China has certainly made impressive strides on the technological ladder. Just 20 years ago, it was at best a mid-tech power. By 2023, according to ASPI, an Australian think tank, China was a world leader in 57 out of 64 advanced technologies, making it a peer competitor to the United States.

However, these achievements are a thing of the past. The future trajectory of China’s technological advancement is far less certain. Fundraising for investment in China by domestic and foreign venture capital funds has plummeted since 2022, leading to a sharp decline in the number of startups founded in China last year and so far this year, according to data providers.

The reasons fall into two broad categories. The first are macroeconomic, such as the broader slowdown Since the outbreak of the Covid-19 pandemic and the bursting of the property bubble, the latter can be blamed on Xi himself. Regulatory crackdowns on major private tech companies such as Alibaba and Tencent have hit their stock valuations hard and sown deep uncertainty about Beijing’s ideological attitude towards China. private enterprise.

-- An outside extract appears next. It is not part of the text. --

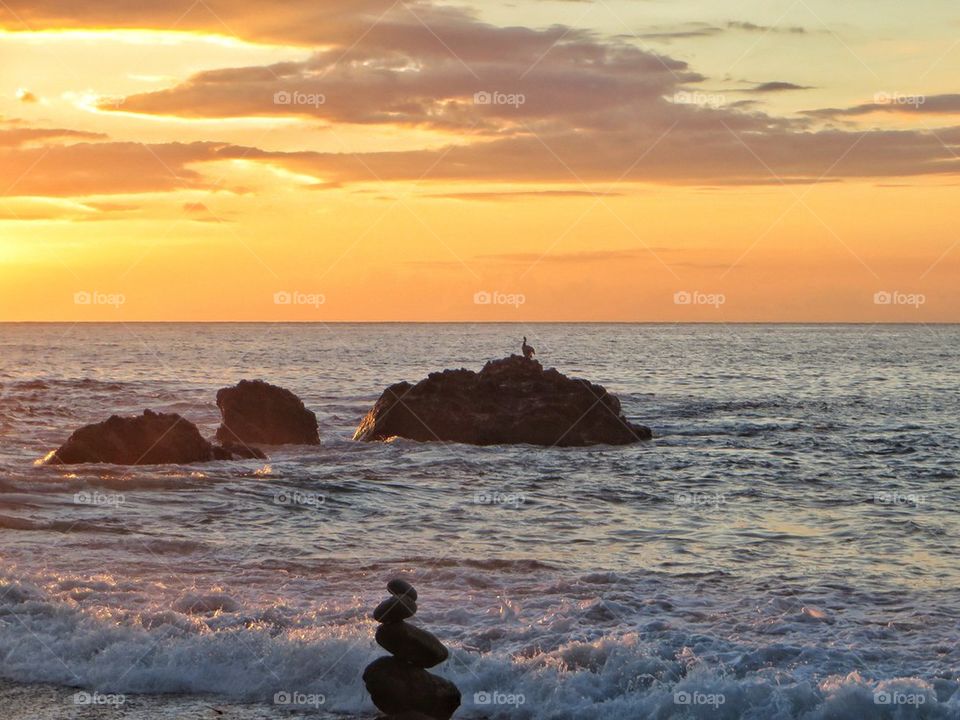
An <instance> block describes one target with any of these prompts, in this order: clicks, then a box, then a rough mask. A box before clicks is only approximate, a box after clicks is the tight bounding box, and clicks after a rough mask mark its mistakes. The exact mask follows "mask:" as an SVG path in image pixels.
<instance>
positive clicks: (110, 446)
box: [46, 410, 266, 465]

Moreover, the broader strategic rivalry between the United States and China has helped scare away international venture capital from the Chinese market, in part because investors know that finding an “exit” through listing on international stock markets has become more difficult.

All of this is having second-order effects. Chinese students studying abroad are seeing fewer opportunities in China in the once-attractive technology sector. There has also been a marked rise in litigation. Caixin, a Chinese business publication, reported in August that a major state-owned venture capital firm, Shenzhen Capital Group, filed 35 lawsuits against companies that had largely failed to go public by a certain date and had failed to buy back shares.

The limited startup ecosystem in China is a criticism of Xi’s economic agenda. If China wants to maintain its technological preeminence, it needs comprehensive reform.

The disadvantaged private sector must be given the same status as state industries. The loss of transparency that clogs China’s financial markets must be reversed so that investors can regain confidence. Above all, Xi himself must realise that innovation does not follow administrative orders. Creativity flows when a hundred schools of thought compete.